Was nehmen wir mit aus unseren 6 Tagen in Johannesburg? Das treffendste Bild ist wohl jenes der zwei Gesichter, die kontrastreicher nicht sein könnten. Luxus trifft auf Armut, ausgelassene Partystimmung auf scharfe Bandenkriege, innovative Start Up Unternehmen auf leerstehende Businesstower, farbenfrohe moderne Street Art Künste auf heruntergekommene graue Straßenzüge und palastartige mit hohen Mauern abgeschirmte Villen auf Township Wellblechhütten ohne Strom- und Wasserzugang. Johannesburg hat uns nochmal ein ganz anderes Bild von Südafrika vermittelt – ungeschminkter und direkter als jenes der Garden Route, die überwiegend die Postkarten Motive dieses Landes darstellt.
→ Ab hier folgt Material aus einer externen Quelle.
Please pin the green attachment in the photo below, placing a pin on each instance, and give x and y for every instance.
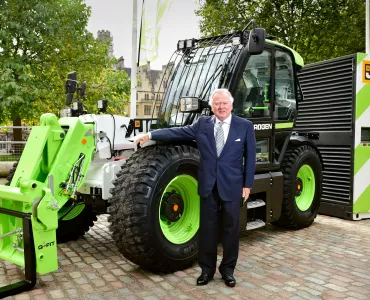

Trotz aller Bedenken sind wir froh und dankbar, uns für Johannesburg entschieden zu haben. Mag sein, dass wir auch ein Quäntchen Glück hatten, dass wir unseren Aufenthalt unbestohlen und unversehrt genießen konnten. Die Stadt hat einfach so viel zu bieten und hat um einiges mehr an Potential, als man nach den Berichten und Schauergeschichten vermuten mag. So sollte Johannesburg für künftige Touristen mehr sein als nur der Dreh- und Angelpunkt am Flughafen, der möglichst schnell verlassen wird, um das umworbene gefährliche Pflaster zu meiden. Und sind wir auch mal ehrlich – fast überall passieren Überfälle, Taschendiebstähle und Gerüchte rumoren über Bezirke oder Stadtteile. Mit einem gewissen natürlichen Respekt und der Einhaltung der „Do´s and dont´s“ ist Johannesburg vielseitig, bereichernd und lehrreich!